Si sdraiò sulla schiena, cercando di rilassarsi, ma sussultò quando sentì Yamamoto distendersi al suo fianco. La lieve carezza della sua mano sul ventre, lungi dall'essere tranquillizzante, sembrava cospargerlo di ansia ad ogni minimo tocco.

-Ehi, calmati, guarda che non ti mangio.- disse Yamamoto. Gokudera non rispose. Di colpo, il respiro faticava a passare nei suoi polmoni, le mani erano diventate gelide e appiccicaticce mentre il cuoio capelluto sembrava non già prudergli, ma accartocciarsi su se stesso. Il cuore pulsava a spron battuto, e Yamamoto se ne accorse. Si sollevò su un gomito e chiese: -Ehi, che ti succede?

-Tu vorrai fare sesso, e io non sono pronto.- sbottò Gokudera, parlando rapidamente. Yamamoto per un po' non rispose, e Gokudera rimase immobile ad occhi chiusi ad aspettare un responso. Gli pareva di essere l'imputato di un processo per alto tradimento che attende il verdetto. Graziato o condannato a morte?

-Hayato, ma cosa ti viene in mente?- chiese a bassa voce Yamamoto, poi gli sistemò il cuscino sotto la testa. Gokudera aprì gli occhi e si trovò di fronte al suo viso preoccupato e sofferente.

-Non lo so, io... nei film...

-Non siamo in un film.- un piccolo, impercettibile sorriso, -Poi sono io lo scemo, eh?
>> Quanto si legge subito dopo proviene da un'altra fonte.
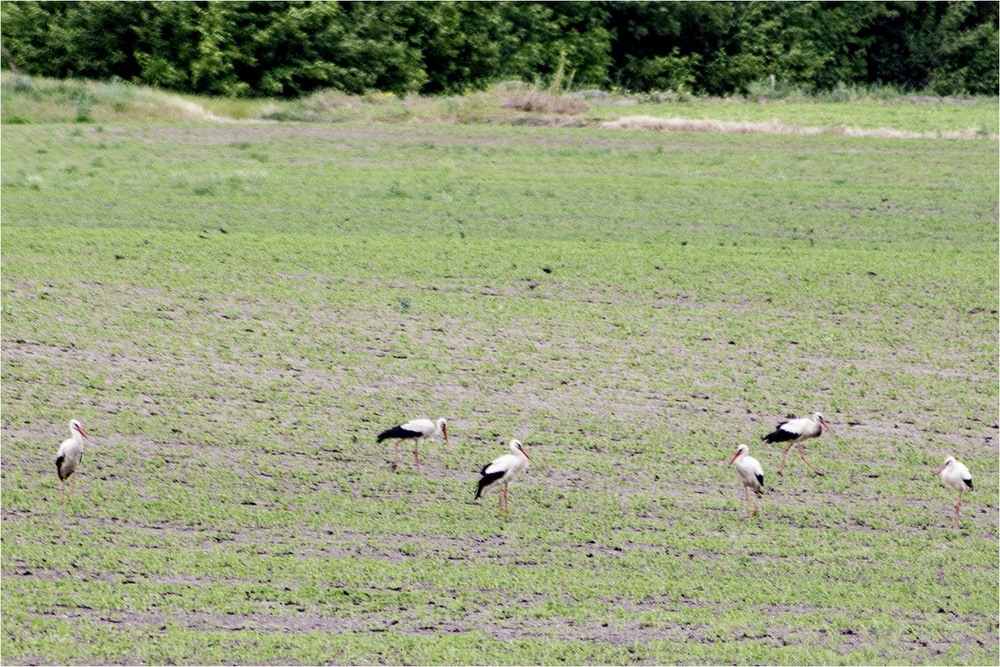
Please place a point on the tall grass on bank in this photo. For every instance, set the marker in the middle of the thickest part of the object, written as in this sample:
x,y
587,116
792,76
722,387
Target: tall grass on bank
x,y
851,110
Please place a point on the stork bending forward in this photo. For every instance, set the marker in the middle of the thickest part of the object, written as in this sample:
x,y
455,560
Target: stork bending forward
x,y
794,432
958,477
416,430
501,470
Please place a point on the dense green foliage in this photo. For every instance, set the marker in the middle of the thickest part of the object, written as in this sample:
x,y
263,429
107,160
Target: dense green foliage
x,y
286,49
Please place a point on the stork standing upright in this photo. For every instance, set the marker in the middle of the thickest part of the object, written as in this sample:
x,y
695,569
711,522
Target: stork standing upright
x,y
794,432
750,472
69,457
416,430
958,477
500,471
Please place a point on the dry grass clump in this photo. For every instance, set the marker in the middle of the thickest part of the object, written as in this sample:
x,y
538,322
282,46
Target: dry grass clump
x,y
543,101
771,127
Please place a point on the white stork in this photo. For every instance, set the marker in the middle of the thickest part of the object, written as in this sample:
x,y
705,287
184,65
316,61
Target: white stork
x,y
958,477
501,470
750,472
69,457
794,432
416,430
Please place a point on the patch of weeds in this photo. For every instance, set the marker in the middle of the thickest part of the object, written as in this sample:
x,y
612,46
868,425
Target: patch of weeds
x,y
396,190
84,105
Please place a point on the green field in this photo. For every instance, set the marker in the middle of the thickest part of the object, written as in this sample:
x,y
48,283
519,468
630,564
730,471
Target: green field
x,y
235,311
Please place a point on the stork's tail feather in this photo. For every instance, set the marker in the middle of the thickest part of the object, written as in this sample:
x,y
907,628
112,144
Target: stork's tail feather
x,y
397,432
779,435
488,478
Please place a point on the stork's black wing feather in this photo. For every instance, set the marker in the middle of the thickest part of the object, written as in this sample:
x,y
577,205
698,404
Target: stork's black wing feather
x,y
780,435
488,478
397,432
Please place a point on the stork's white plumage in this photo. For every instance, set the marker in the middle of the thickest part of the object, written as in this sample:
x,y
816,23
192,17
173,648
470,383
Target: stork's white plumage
x,y
69,457
416,430
501,471
794,432
751,474
958,477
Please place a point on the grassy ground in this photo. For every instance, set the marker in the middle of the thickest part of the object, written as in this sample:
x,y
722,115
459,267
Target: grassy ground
x,y
235,311
38,100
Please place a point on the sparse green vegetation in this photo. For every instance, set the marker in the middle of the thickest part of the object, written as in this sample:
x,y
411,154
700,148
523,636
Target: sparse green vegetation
x,y
235,310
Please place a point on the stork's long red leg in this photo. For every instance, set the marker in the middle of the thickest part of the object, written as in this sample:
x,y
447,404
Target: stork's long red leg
x,y
783,455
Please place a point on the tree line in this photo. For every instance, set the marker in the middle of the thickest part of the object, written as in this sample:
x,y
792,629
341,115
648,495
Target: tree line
x,y
287,49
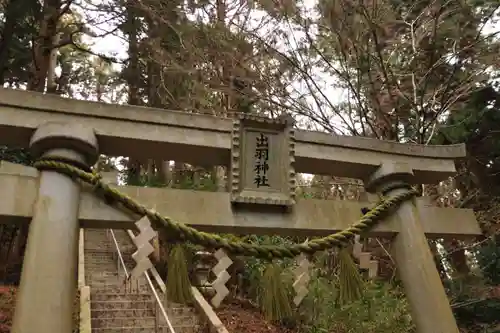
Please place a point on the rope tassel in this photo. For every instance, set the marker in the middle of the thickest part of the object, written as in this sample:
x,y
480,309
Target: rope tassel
x,y
186,233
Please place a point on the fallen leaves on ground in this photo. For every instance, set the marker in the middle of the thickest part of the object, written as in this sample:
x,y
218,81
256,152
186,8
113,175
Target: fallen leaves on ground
x,y
238,318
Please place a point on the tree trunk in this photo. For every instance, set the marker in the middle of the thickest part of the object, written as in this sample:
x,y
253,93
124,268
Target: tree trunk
x,y
43,44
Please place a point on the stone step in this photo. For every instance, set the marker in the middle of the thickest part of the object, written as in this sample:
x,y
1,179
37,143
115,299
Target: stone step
x,y
148,329
143,313
101,296
120,306
148,320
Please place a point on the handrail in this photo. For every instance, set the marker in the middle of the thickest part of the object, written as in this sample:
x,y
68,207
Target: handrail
x,y
150,283
119,253
157,298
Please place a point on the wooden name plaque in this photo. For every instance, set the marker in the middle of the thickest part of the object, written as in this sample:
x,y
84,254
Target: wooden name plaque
x,y
262,161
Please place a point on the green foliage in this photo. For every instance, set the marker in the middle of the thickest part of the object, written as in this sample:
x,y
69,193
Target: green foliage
x,y
488,257
380,309
178,284
349,278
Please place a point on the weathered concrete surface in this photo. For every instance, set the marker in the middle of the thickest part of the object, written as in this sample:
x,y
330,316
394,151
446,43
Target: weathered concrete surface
x,y
206,140
212,211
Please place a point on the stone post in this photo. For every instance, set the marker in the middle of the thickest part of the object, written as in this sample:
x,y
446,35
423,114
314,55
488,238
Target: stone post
x,y
430,308
48,286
-Tu non... non...- Yamamoto si distese di nuovo al fianco di Gokudera.

-Io non. Voglio solo... dormire, credo. Dormire e sperare di stare meglio quando mi sveglio domani mattina. Sei d'accordo?- il suo viso era vicino, molto vicino. Gokudera dovette sporgersi davvero di poco per baciarlo, e l'azione gli risultò così naturale che si ritrovò a chiedersi come mai non l'avesse mai contemplata prima. Non fu altro che un bacio a fior di labbra, giusto il tempo di pressare un poco la bocca contro un'altra bocca e saggiarne la consistenza, ma tanto bastò.

-Tsuna è una persona splendida...- disse Gokudera.

-Concordo.- ribatté Yamamoto.

-...ma anche tu non scherzi. Se lo dici in giro ti squarto.

-Affare fatto.- Yamamoto si sporse a sua volta e posò un lieve bacio sulle labbra di Gokudera, poi si ritirò sul proprio cuscino e accomodò la testa nella posizione più comoda.

Scese un silenzio lieve, interrotto solo dal frinire delle cicale fuori dalla finestra. Dopo un po', Yamamoto chiese: -Se fosse un film vorrrei che fosse Nicholas Hoult a interpretare me.- Gokudera sbuffò.

-Sogna, scemo del baseball... sogna.- ribatté, e dopo un'ultima carezza cedette definitivamente al sonno.